PRO: Die Nacht zu Sonntag ist mit der Umstellung von Sommer- auf Winterzeit ideal für Langschläfer und Partyfreunde. Der Sonntag ist 25 Stunden lang und bietet so jede Menge Zeit zum Ausschlafen. Für Grillabende und andere Freizeitaktivitäten ist die Sommerzeit indes ideal, da es eine Stunde länger hell ist. Von Vorteil ist, dass die Zeitumstellung ein einheitliches System in weiten Teilen Europas ist.

CONTRA: Viele Menschen klagen über Schlafstörungen und Konzentrationsschwächen. Nach einer von der Krankenkasse KKH in Auftrag gegebenen Studie haben vier von zehn Deutschen Probleme mit der Zeitumstellung, Frauen deutlich mehr als Männer. Nicht nur der Mensch, auch manch Tier lässt sich von der Umstellung stressen. So könnten Hauskatzen wegen geänderter Futterzeiten empfindlich reagieren, warnen Tierfreunde. Auch die Milchkuh im Stall braucht ihre Zeit, wegen der Umstellung auf neue Melkzeiten. Nervig ist die Umstellung in jedem Fall für alle, die keine Funkuhren haben. Bei wem die Chronometer nicht automatisch mit der Zeit gehen, muss alles per Hand umstellen. Die Zeitumstellung verursacht durch Fahrplanänderungen oder neue Dienstpläne zum Beispiel in einem Schichtsystem Kosten. Eingeführt wurde die Sommerzeit, um das Tageslicht besser auszunutzen und so Strom zu sparen. Selbst Energieerzeuger sehen dieses Ziel als verfehlt. Vielmehr wird in den kälteren Monaten mehr Energie für Heizen verbraucht.

Gefahr von Wildunfällen in der Dämmerung wächst
Mit der Umstellung auf die Winterzeit an diesem Wochenende steigt nach Einschätzung des Deutschen Tierschutzbunds auch das Risiko für Wildunfälle. Der Berufsverkehr werde nun noch mehr in die Dämmerstunden fallen, teilte der Verband am Freitag mit. Zu dieser Zeit seien viele Wildtiere wie Rehe und Wildschweine auf Nahrungssuche. Auch Igel, Hasen, Füchse und frei laufende Katzen könnten durch das Dämmerlicht leichter übersehen und überfahren werden.
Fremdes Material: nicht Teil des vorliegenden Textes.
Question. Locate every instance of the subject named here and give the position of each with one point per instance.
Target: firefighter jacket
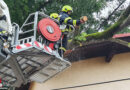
(64, 18)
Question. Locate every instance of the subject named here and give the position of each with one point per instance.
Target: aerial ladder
(27, 55)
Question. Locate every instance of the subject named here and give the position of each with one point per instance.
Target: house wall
(89, 72)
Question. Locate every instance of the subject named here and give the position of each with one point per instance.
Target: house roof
(104, 48)
(121, 35)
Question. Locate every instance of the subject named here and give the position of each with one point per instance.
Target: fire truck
(31, 51)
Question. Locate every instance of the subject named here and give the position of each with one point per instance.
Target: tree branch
(122, 22)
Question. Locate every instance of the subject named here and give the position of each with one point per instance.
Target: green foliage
(81, 37)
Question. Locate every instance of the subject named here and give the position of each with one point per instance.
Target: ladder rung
(28, 24)
(47, 75)
(51, 68)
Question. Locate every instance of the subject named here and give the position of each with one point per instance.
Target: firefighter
(64, 18)
(54, 15)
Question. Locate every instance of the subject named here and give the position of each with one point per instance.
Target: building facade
(92, 74)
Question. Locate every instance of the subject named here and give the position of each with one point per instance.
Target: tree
(121, 23)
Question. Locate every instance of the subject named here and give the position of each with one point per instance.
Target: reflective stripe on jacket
(65, 18)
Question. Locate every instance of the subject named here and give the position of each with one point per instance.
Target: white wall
(90, 71)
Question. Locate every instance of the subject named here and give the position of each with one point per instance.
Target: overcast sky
(112, 5)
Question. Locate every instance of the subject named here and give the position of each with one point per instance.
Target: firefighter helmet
(54, 15)
(67, 8)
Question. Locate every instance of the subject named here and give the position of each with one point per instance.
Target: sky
(112, 5)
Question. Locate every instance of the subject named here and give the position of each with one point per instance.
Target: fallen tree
(121, 23)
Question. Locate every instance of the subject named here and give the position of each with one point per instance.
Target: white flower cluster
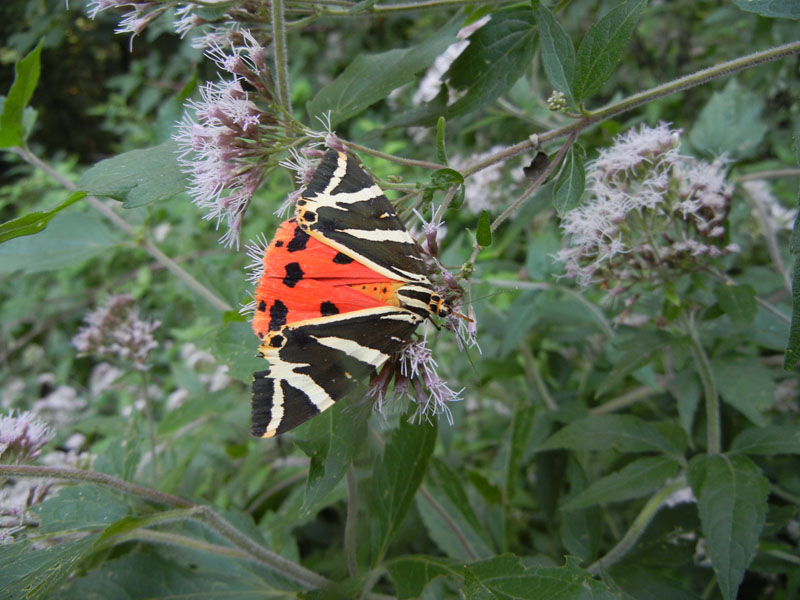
(115, 330)
(220, 139)
(651, 209)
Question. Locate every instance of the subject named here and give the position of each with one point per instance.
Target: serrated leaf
(26, 76)
(461, 535)
(412, 574)
(331, 441)
(70, 239)
(143, 576)
(80, 507)
(395, 479)
(498, 54)
(137, 177)
(730, 123)
(570, 184)
(787, 9)
(635, 480)
(483, 234)
(746, 385)
(28, 573)
(34, 222)
(738, 302)
(558, 52)
(371, 77)
(768, 441)
(603, 46)
(505, 577)
(731, 497)
(624, 433)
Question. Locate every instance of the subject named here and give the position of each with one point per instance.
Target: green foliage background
(577, 426)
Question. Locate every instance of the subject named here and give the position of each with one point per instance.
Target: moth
(342, 291)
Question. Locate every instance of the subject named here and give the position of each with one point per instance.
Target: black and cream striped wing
(344, 208)
(319, 361)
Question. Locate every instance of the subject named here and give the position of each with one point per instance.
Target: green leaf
(28, 573)
(145, 576)
(36, 221)
(411, 574)
(746, 385)
(498, 54)
(441, 151)
(603, 46)
(738, 302)
(730, 123)
(484, 232)
(570, 184)
(12, 126)
(461, 535)
(371, 77)
(768, 441)
(331, 441)
(70, 239)
(635, 480)
(395, 479)
(137, 177)
(787, 9)
(504, 577)
(236, 345)
(80, 507)
(443, 179)
(731, 497)
(558, 53)
(624, 433)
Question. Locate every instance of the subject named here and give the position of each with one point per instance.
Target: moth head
(439, 305)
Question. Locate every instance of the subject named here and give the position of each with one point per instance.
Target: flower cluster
(415, 376)
(653, 214)
(22, 436)
(224, 144)
(115, 330)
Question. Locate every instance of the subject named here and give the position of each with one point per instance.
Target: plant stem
(119, 222)
(351, 524)
(636, 100)
(281, 55)
(151, 431)
(465, 544)
(703, 366)
(637, 528)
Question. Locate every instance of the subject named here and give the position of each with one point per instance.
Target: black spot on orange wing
(277, 315)
(299, 241)
(327, 309)
(342, 259)
(293, 274)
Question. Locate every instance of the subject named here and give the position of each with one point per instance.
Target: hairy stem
(351, 524)
(637, 528)
(639, 99)
(122, 224)
(151, 431)
(703, 366)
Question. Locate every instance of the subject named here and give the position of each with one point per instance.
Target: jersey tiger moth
(342, 291)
Autofahrer sollten deshalb vor allem in Gebieten mit großem Waldanteil ihre Geschwindigkeit auf 60 bis 80 Stundenkilometer drosseln, raten die Tierschützer. Nach Angaben des Verbandes sterben bundesweit jedes Jahr bis zu 200 000 Rehe und mehr als 20 000 Wildschweine durch Zusammenstöße mit Autos. Die Anzahl überfahrener Igel liege vermutlich bei weit über 100.000.

Der Herbst ist für Wildtiere gefährlich. Denn dann wechseln sie zur Nahrungssuche zwischen ihren Rückzugsrevieren und abgeernteten Feldern hin und her - und kreuzen dabei oft auch Straßen.

SIEBEN TIPPS ZUM EINSCHLAFEN

  1. Entspannung ist der beste Weg in den Schlaf. Verschieben Sie aufregende Dinge auf den nächsten Tag. Auch das E-Paper Ihrer Tageszeitung ist noch zum Frühstück frisch.
  2. Erst ins Bett gehen , wenn man wirklich müde ist.
  3. Schlummertrunk oder Schlafbier sind gefährlich – denn oft bleibt es dann doch nicht nur bei einem.
  4. Heiße Milch mit Honig hingegen hilft.
  5. Tryptophan – klingt wie ein Schlafmittel, ist aber natürlich und wirkt sehr entspannend. Diese Aminosäure kommt zum Beispiel in Kirschen, Bananen, Walnüssen und Hartkäse vor.
  6. Hörbücher sind die neuen Schäfchen! Zum Beispiel 250 Stunden „Krieg und Frieden“ von Lew Tolstoi – da wird Schauspieler und Sprecher Ulrich Noethen ein Bettgefährte für mehrere Jahre.
  7. Autogenes Training , allerdings nur für den, der's kann. Oder auch: Den kommenden Tag mit einem positiven Grundton schon einmal Revue passieren lassen.